March 31, 2016

The Dividend Peril of following the herd

Mark Causer

POST SUMMARY

With global economic growth forecasts being revised downwards, global interest rates at all-time lows, the insatiable appetite for yield, some might argue, has become more desperate.

This of course is by no means a new story, but one that should be monitored closely.

At Financial Keys we believe that it is a sound business and investment principal to occasionally and selectively challenge the status quo.

Let’s take for example, Australian company payout ratios and their dividends, one area that many investors expect and follow without question.

With global economic growth forecasts being revised downwards, global interest rates at all-time lows, the insatiable appetite for yield, some might argue, has become more desperate.

This of course is by no means a new story, but one that should be monitored closely.

At Financial Keys we believe that it is a sound business and investment principal to occasionally and selectively challenge the status quo.

Let’s take for example, Australian company payout ratios and their dividends, one area that many investors expect and follow without question.

Recently (30/3), the Australian Financial Review reported that “the payout ratio for the ASX 200 is at 106.3%. What this means is that “payments to shareholders (dividends) exceed the value of profits that companies make, compared with 65% five years ago. This figure is unsustainable.” Furthermore, “despite the high payout ratio, the actual dollar-amount of dividends is tumbling as corporate profits weaken.

The $19 billion in interim dividends to be paid out for the latest half year results is around 20% below last years”.  The ASX 200 dividend yield is 4.94%, which is slightly off the highest levels since the GFC in June 2009.

It should be worth noting that one company, CBA, is paying out $3.4 billion alone.   

For close to two decades, Australian companies have been world leaders with consistently high payout ratios between 60% - 70%, beating the UK, the US, Japan, Europe and Canada. This has been aided by the introduction of the dividend imputation system in July 1987.  This system ensuring no double taxation of dividends i.e. taxed at both the company level and the individual level.

Additional legislative changes along the way have only added to this attractiveness (refund of excess credits and the Zero tax environment for super funds in pension phase to name two) and in some cases has caused investors to have a country bias (i.e. to Australia) as well as a sector of the market (i.e. ASX 20).

So why is this important to me?

Let’s first quickly look at these two……

A dividend is a payment made by a corporation to its shareholders, usually as a distribution of profits. When a corporation earns a profit or surplus, it can either re-invest it in the business (called retained earnings), or it can distribute it to shareholders.

By way of comparison, the Dividend Payout Ratio is the fraction of net income a firm pays to its shareholders in dividends. That part of the earnings not paid to investors is left for investment to provide for future earnings growth.

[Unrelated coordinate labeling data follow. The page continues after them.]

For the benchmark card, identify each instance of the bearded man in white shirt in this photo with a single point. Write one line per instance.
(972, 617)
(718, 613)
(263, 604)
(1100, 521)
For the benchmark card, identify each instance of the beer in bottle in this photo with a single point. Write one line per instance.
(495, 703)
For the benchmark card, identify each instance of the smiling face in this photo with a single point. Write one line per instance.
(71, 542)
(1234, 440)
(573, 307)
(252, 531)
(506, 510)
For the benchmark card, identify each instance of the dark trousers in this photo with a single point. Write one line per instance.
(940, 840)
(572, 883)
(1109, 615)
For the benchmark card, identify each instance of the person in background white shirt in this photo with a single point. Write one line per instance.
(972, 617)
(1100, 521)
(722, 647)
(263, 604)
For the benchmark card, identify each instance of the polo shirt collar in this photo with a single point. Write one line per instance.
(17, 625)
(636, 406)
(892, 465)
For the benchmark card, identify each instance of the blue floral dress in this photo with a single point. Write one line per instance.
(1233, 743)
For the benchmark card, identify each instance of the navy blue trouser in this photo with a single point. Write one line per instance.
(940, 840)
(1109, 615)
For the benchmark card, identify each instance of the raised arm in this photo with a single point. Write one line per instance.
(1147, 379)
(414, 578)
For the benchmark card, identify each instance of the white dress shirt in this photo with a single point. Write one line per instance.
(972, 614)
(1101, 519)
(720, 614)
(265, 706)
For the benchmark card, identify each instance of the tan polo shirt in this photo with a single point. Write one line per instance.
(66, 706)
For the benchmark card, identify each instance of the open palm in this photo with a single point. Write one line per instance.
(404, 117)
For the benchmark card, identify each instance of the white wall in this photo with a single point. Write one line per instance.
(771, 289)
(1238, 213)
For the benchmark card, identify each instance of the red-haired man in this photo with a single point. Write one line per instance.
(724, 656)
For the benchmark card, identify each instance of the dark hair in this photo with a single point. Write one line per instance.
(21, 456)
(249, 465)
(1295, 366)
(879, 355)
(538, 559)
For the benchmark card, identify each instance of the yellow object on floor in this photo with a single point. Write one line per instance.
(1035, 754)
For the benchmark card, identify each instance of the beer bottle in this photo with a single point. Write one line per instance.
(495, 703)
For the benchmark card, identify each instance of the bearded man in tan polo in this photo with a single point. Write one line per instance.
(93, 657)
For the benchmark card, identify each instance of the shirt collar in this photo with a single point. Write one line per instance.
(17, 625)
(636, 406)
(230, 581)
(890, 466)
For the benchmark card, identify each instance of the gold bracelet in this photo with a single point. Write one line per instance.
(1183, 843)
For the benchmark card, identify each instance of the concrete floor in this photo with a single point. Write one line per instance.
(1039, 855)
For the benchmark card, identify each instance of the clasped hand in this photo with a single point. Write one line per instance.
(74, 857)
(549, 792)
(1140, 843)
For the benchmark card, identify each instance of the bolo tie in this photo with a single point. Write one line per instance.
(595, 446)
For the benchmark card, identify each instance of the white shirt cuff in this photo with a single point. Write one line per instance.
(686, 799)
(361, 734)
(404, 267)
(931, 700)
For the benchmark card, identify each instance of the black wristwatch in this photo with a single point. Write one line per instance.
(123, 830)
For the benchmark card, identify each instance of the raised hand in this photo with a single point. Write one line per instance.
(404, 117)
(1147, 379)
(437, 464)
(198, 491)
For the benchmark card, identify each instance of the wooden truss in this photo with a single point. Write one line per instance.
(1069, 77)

Investment advisers are particularly interested in the dividend payout ratio because they want to know if companies are paying out a reasonable portion of net income to investors. For instance, most startup companies and tech companies rarely give dividends at all as most of their profit / earnings is ploughed back into growing the business. In fact, you might be interested to know that Apple, a company formed in the 1970s (a global giant), stopped paying dividends in 1995, only to pay their first dividend to shareholders some 17 years later in early 2012.

Conversely, some companies want to spur investors' interest so much that they are willing to pay out unreasonably high dividend percentages. An astute investor would spot that these dividend rates can't be sustained for very long because the company will eventually need money for its operations – they may then need to borrow.

High payout ratios resulting in high dividend yields can hide the fact that there is little or no underlying growth within the company. It is financial fundamental that to sustain higher dividend yields, a company must grow, without growth, increasing payout ratios only delays the evitable crunch.

These attributes above are not lost on Financial Keys when we are preparing investment portfolios and making investment recommendations to you our clients. We will not and do not simply follow the herd, we do challenge the status quo – regularly.


We fully appreciate that if we focus too much on client demand for yield, we run the risk of missing out on the value of accretive growth opportunities.